Just when you start cursing your skin for the various common skin complaints such as aging skin, acne prone skin, oily skin or bumpy, red skin, you read about someone who is struggling with an immense, incurable skin condition, and it really brings things into perspective. At least for a while.
I read a heart wrenching story about a little 5 year old girl who was born with a genetic skin disorder called icthyosis. Icthyosis is where the skin is red, irritated and scaly all of the time, almost looking like a bad sunburn. It becomes thick and scaly if not exfoliated every day and smothered in special creams several times a day.
And the really curious thing is that it sheds, in it’s entirety, every single day. Whereas normal skin sheds about once every two weeks, and we don’t see the obvious outcome since it does it little by little, icthyosis patients see their skin shed like this every day. The skin condition is extremely rare, as it is statistically about one in three people in every one million who have it.
When this particular little girl was born, she was encased in a sheet of her own skin, so apparently the condition begins right from birth, and is gestational in nature, occurring right in the womb and having to be addressed as soon as the baby comes out of the mother’s uterus.
The person’s hands and face are the worst off, having to be rubbed down with a special cream every half hour.
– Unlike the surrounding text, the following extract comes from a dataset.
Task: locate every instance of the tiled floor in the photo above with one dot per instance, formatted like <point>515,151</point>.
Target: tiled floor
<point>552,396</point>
You can imagine how high maintenance and how life-intruding this disease would be, especially for such a little person just starting out in life who looks around seeing their friends and family not having to go through the same rituals every day.
There is no known cure for the ichtyosis skin condition, but it is known that there are a few genes that, if mutated, carry this in a mother of father and can be passed on to their infant in some cases. Since the disease is so rare, unfortunately it lacks any really big funding that is large enough to continue serious research into a cure.
Genetic research is, by it’s very nature, expensive to carry on, and when a disease is genetically contracted, that’s the only way that a cure can be found.